The three groups of patients were generally similar with respect to immunosuppressive therapy at baseline, including receipt of calcineurin inhibitors and antiproliferative agents.

But the group developing DSA was significantly less likely than the group not developing antibodies to be weaned off prednisone (7% vs. 46%), and both the DSA and non-DSA groups were more likely than their counterparts with no antibodies to have received induction therapy (45% and 39% vs. 15%).

The 1-year rate of freedom from antibody-mediated rejection was poorer for patients who developed DSA (65%) or non-DSA (76%), compared with their peers who developed no antibodies (94%). The findings were similar with respect to rates of freedom from acute cellular rejection (80% and 87% vs. 99%, respectively).
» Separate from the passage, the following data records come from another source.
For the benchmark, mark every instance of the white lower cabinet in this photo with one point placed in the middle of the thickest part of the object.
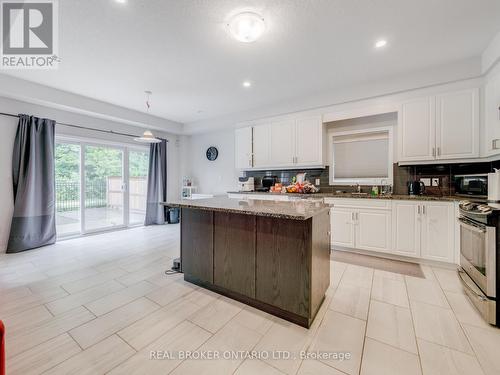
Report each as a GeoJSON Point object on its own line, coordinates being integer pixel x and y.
{"type": "Point", "coordinates": [361, 228]}
{"type": "Point", "coordinates": [373, 230]}
{"type": "Point", "coordinates": [438, 227]}
{"type": "Point", "coordinates": [417, 229]}
{"type": "Point", "coordinates": [424, 229]}
{"type": "Point", "coordinates": [342, 227]}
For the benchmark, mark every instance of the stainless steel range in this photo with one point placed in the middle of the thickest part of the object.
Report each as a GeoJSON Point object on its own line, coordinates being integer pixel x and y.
{"type": "Point", "coordinates": [479, 267]}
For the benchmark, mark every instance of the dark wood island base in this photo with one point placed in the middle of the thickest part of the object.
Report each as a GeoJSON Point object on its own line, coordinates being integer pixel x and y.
{"type": "Point", "coordinates": [275, 264]}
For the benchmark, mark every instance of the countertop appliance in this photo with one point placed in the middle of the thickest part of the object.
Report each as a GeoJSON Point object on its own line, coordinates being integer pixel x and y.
{"type": "Point", "coordinates": [416, 188]}
{"type": "Point", "coordinates": [494, 187]}
{"type": "Point", "coordinates": [471, 185]}
{"type": "Point", "coordinates": [246, 184]}
{"type": "Point", "coordinates": [267, 182]}
{"type": "Point", "coordinates": [479, 259]}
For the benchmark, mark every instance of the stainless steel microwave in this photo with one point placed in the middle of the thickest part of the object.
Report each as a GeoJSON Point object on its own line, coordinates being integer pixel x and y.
{"type": "Point", "coordinates": [471, 185]}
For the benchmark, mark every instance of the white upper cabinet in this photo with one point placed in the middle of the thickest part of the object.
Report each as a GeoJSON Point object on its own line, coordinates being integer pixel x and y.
{"type": "Point", "coordinates": [442, 127]}
{"type": "Point", "coordinates": [457, 125]}
{"type": "Point", "coordinates": [243, 147]}
{"type": "Point", "coordinates": [492, 116]}
{"type": "Point", "coordinates": [292, 143]}
{"type": "Point", "coordinates": [417, 130]}
{"type": "Point", "coordinates": [282, 143]}
{"type": "Point", "coordinates": [309, 141]}
{"type": "Point", "coordinates": [261, 146]}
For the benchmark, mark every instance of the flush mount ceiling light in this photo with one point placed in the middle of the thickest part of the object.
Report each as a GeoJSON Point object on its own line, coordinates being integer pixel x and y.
{"type": "Point", "coordinates": [147, 136]}
{"type": "Point", "coordinates": [246, 27]}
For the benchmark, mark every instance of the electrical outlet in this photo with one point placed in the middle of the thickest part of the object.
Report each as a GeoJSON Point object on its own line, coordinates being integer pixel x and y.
{"type": "Point", "coordinates": [426, 181]}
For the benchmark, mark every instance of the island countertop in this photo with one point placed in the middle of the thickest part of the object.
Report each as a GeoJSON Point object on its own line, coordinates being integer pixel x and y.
{"type": "Point", "coordinates": [296, 210]}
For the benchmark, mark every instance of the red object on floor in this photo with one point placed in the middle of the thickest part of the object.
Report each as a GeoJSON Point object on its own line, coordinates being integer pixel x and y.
{"type": "Point", "coordinates": [2, 348]}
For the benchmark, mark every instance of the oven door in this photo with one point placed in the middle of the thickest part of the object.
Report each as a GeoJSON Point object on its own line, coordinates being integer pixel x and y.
{"type": "Point", "coordinates": [478, 254]}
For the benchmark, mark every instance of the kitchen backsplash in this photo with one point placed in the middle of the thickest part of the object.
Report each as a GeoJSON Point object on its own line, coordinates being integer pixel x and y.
{"type": "Point", "coordinates": [402, 174]}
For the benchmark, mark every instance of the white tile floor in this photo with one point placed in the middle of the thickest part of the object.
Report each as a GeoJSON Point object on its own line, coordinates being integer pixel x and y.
{"type": "Point", "coordinates": [101, 304]}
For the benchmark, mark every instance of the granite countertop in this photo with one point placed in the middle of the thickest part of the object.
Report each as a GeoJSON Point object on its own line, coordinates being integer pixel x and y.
{"type": "Point", "coordinates": [297, 210]}
{"type": "Point", "coordinates": [444, 198]}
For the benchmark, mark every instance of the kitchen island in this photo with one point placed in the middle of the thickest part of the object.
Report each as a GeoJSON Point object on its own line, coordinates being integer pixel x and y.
{"type": "Point", "coordinates": [274, 256]}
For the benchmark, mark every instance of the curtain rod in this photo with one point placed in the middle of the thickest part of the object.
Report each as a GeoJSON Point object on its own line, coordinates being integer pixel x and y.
{"type": "Point", "coordinates": [82, 127]}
The temporal patterns did differ somewhat according to type of rejection, according to Dr. Patel.

"With regard to cellular rejection, it appeared that a lot of events in the patients who developed donor-specific antibodies occurred toward the end of the first year, in comparison to the patients who developed antibody-mediated rejection, where most of the events tended to occur early" post transplant, he observed.

Relative to their counterparts who did not develop antibodies, the patients who developed DSA also had significantly poorer 3-year rates of survival (65% vs. 85%) and freedom from cardiac allograft vasculopathy, which was defined as the development of vascular stenosis exceeding 30% (70% vs. 88%).

Dr. Patel reported that he had no conflicts of interest related to the study.